Thermal performance of lithium-ion batteries applying forced air cooling with an improved aluminium foam heat sink design

Abstract

A lithium-ion battery thermal management system using forced air cooling with open-cell aluminium foam was proposed in this paper. The battery module consists of eight pieces of pouch cell and nine pieces of aluminium foam heat sink. The battery module thermal model was developed to analysis its thermal characteristics. Thermal interaction between battery cells in this model was explored. The effects of porosity and pore density of aluminium foam on the heat dissipation performance at different mass flow rates were investigated.

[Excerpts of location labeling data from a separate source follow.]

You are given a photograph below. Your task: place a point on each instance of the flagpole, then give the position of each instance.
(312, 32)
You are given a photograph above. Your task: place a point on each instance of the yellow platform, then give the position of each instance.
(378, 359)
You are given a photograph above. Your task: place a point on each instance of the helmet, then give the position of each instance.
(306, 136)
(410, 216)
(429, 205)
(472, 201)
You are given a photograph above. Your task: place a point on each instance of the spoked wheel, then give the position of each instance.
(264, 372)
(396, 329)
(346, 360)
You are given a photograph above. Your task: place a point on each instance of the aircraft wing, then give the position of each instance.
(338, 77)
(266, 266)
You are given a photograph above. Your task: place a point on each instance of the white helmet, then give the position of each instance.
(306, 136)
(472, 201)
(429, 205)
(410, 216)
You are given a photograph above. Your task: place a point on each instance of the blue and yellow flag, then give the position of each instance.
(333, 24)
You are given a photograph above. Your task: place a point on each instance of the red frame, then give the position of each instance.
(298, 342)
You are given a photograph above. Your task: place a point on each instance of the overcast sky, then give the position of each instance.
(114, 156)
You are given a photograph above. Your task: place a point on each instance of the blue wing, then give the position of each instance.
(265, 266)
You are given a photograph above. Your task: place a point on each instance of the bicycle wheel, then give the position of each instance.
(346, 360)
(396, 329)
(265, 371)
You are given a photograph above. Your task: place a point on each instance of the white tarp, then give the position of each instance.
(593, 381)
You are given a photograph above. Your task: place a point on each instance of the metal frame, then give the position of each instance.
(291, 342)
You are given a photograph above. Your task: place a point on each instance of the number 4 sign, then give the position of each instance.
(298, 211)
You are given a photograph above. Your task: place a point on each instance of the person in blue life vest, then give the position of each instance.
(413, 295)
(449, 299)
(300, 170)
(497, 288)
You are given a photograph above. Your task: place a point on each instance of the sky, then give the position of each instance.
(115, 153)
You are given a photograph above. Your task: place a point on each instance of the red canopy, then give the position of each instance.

The results show that the thermal interaction between battery cells becomes more obvious after using aluminium foam. Metal foam can significantly reduce battery temperature rise compared with the pure air-cooled system, but it will cause huge flow resistance and pressure loss, which will easily lead to uneven temperature distribution on the battery surface. Additionally, decreasing the porosity of aluminium foam decreases the average surface temperature of batteries, but increases temperature difference. To improve temperature uniformity, the cooling air flow direction, the layout of battery module and the shape of aluminium foam were also studied. Our results showed that the case with quarter inlet width and "T" shape aluminium foam exhibited the most excellent performance among all cases. Despite the mentioned defects, applying aluminium foam is still a promising method in battery thermal management system. And this paper provided a theoretical reference for designing aluminium foam thermal management system in batteries.